The Vallum Aelium or Aelian Wall (commonly called the Vale) was a wood and turf —and in some places, stone— fortification built by the Romans across the Montes Aemili. Representing the southernmost frontier barrier of Roman Faeland, it spanned approximately 195 km (121 miles) and was, on average, 3 meters (10 feet) wide and 5 meters (15 feet) tall. Security was bolstered by a deep ditch on the south side where terrain did not prohibit. The barrier was in fact not one continuous structure, but several.
Construction began in late 122 CE at the order of Roman Emperor Hadrian, and took about 13 years to complete. Trade relations and tariff collection likely spurred construction. The wall was protected by sixteen forts with a number of small fortlets between them; troop movement was facilitated by a road linking all the sites known as the Military Way. The soldiers who built the wall commemorated the construction and their struggles with the barbarians in a number of decorative stelae, many of which survive.
Most of the original wall and its associated fortifications deteriorated over time, but many remains are still visible; several villages still exist at some of the larger garrisons (mostly where trade continued), allowing some view of town planning.
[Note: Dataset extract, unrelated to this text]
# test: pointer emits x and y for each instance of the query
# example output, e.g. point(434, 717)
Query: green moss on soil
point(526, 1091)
Most of these have come under the care of national museums in Pentapoli.
See also: Rumanha
After the collapse of the Roman empire, the cities of the Latin Coast maintained the walls intermittently until they were superseded by wooden fortifications used to control key passes and valleys.
These later fortifications became a series of defensive stone walls, originally more than 75 miles long, that surrounded and protected the Pentapolis during the middle ages.
Despite their small size the city-states were well protected by civic walls and used the mountains as another line of defense. Its weakest point, at the Serdenoral Pass, the wall was built thicker, and a massive gate was constructed. The walls of this pass are the only section that was systematically demolished to make room for roads and highways in modern times. However the Veccha Rubra Gate was left standing, due to its historical significance.
Today's wall reached its current state in the 15th century, along with its 40 towers and 5 fortresses. The wall was meant to protect the territory of the Five Cities surrounding the Marquies Sea, and of course to the north, La Vassa, the breadbasket of the region.